Dynamic compression behavior of 6005 aluminum alloy aged at elevated temperatures

Abstract

In this study, relationship between dynamic compression behavior and microstructure of 6005 aluminum alloy artificially aged at elevated temperatures in the range of 180 °C to 330 °C for 0.5 h was investigated. Dynamic compression response at strain rates from 1200 s−1 to 2700 s−1 was studied using a modified split Hopkinson pressure bar system. It was observed that aging temperature has profound influence on generation of microstructure and resulting properties of the alloy. It is widely known that an increase in hardness of Al-Mg-Si alloys results with increase in aging temperature and aging time.
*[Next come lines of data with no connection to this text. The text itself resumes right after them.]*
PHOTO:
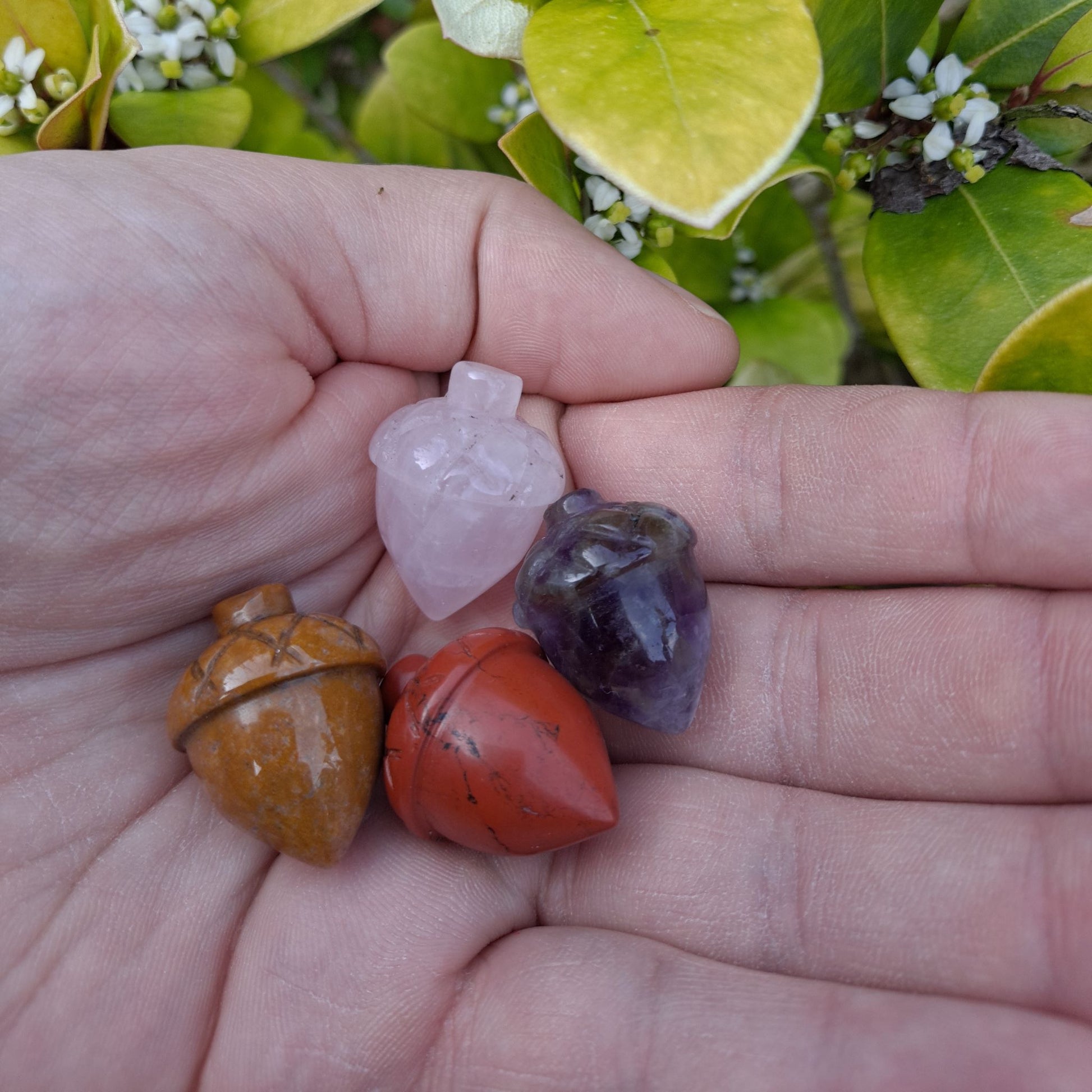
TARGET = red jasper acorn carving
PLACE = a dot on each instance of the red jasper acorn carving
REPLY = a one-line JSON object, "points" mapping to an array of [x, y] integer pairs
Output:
{"points": [[488, 746]]}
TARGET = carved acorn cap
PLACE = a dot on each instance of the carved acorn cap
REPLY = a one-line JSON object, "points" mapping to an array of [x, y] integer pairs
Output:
{"points": [[264, 640]]}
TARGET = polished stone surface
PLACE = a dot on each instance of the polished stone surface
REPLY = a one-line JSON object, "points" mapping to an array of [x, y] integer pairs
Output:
{"points": [[614, 595], [488, 747], [462, 487], [282, 720]]}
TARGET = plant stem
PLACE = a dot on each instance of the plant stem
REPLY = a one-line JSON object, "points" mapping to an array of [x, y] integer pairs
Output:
{"points": [[330, 123]]}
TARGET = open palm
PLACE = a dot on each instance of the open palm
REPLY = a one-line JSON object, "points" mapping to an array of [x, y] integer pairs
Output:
{"points": [[866, 868]]}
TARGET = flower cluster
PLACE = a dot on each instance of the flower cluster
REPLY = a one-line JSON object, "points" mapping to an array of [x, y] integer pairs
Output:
{"points": [[748, 284], [957, 113], [185, 43], [517, 102], [616, 218], [20, 102]]}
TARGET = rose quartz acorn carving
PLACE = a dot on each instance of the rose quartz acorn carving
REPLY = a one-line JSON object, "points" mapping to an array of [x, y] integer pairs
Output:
{"points": [[462, 487]]}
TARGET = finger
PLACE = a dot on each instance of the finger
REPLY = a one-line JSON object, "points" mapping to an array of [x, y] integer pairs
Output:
{"points": [[804, 485], [558, 1010], [983, 901], [916, 694], [420, 269]]}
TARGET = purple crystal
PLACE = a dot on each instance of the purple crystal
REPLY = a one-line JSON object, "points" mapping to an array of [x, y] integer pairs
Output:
{"points": [[614, 597]]}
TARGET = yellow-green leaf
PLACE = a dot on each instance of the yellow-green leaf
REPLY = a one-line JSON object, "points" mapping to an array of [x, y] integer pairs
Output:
{"points": [[1050, 351], [691, 106], [447, 86], [541, 159], [67, 126], [1006, 42], [273, 27], [117, 47], [47, 24], [20, 142], [393, 134], [1071, 61], [952, 282], [865, 45], [805, 339], [215, 117], [796, 164], [487, 27], [655, 263]]}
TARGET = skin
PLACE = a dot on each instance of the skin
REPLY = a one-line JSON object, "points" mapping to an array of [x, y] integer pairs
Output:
{"points": [[869, 864]]}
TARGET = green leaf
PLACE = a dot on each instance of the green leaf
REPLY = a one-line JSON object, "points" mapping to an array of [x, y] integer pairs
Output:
{"points": [[1071, 61], [806, 340], [704, 267], [17, 143], [393, 134], [952, 282], [796, 164], [761, 374], [690, 105], [774, 227], [273, 27], [215, 117], [804, 273], [276, 117], [865, 45], [1051, 351], [117, 47], [68, 125], [1062, 137], [654, 261], [487, 27], [47, 24], [447, 86], [1006, 42], [542, 160]]}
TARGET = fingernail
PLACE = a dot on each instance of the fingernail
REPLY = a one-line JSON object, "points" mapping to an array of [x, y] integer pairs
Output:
{"points": [[699, 305]]}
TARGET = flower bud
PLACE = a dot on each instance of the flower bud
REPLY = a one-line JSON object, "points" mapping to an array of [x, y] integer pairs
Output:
{"points": [[949, 108], [61, 85], [838, 140], [36, 114], [11, 122], [617, 212], [962, 160]]}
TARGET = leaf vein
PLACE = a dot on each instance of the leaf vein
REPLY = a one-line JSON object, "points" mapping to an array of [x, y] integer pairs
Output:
{"points": [[996, 245], [1024, 33]]}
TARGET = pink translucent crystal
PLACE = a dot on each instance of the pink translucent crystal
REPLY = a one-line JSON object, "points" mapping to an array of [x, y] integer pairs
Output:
{"points": [[462, 487]]}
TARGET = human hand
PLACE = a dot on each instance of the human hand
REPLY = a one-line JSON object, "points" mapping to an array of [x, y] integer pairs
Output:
{"points": [[795, 898]]}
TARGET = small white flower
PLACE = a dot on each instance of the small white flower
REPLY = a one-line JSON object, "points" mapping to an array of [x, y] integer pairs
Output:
{"points": [[629, 245], [914, 107], [900, 89], [602, 194], [978, 114], [951, 75], [638, 210], [869, 130], [225, 58], [198, 77], [919, 65], [939, 144], [601, 227]]}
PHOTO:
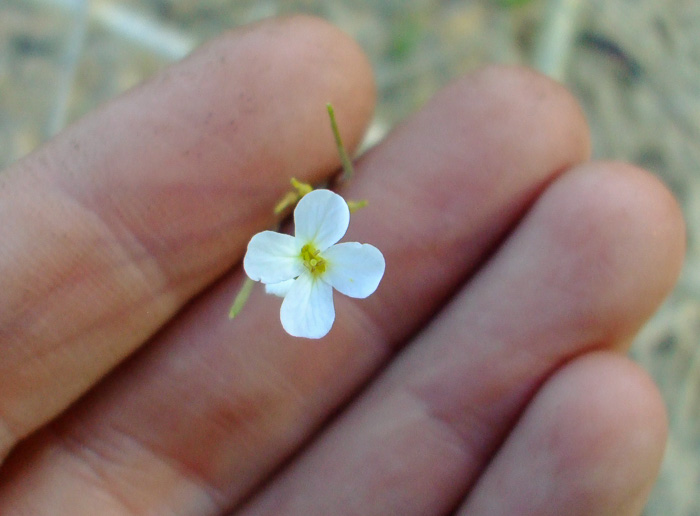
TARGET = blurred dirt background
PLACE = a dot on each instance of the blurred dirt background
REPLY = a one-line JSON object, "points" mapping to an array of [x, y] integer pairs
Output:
{"points": [[634, 65]]}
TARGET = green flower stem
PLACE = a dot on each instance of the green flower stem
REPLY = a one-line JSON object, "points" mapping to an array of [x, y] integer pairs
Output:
{"points": [[241, 297], [348, 170]]}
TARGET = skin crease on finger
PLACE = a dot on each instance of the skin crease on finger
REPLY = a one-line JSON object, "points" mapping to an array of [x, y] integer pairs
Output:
{"points": [[256, 394], [596, 415], [109, 229], [212, 407]]}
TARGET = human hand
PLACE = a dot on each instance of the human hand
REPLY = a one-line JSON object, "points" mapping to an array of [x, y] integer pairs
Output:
{"points": [[484, 376]]}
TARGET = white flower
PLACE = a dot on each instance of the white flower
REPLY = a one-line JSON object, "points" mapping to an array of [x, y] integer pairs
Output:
{"points": [[306, 267]]}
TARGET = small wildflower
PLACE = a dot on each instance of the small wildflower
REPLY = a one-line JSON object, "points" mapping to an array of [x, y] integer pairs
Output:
{"points": [[306, 267]]}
This can be attributed to the formation of dense population of metastable β'' precipitates in the microstructure of peak aged Al-Mg-Si alloys. Energy absorption was observed to increase while there was no obvious change in the dynamic stress strain behavior with increasing strain rate. However, dynamic stress-strain behavior exhibits an evident dependence on aging temperature which has an influence on the initial microstructure. At constant strain rate, homogenously distributed fine needle like β'' precipitates were observed in the alloy aged at 280 °C. This alloy exhibits higher strength but lower energy absorption in comparison with the alloys aged at other temperature. Results show that dynamic stress-strain behavior is sensitive to precipitates while aging at 280 °C for 0.5 h is sufficient for obtaining excellent precipitation strengthening and better energy absorption ability under dynamic compression.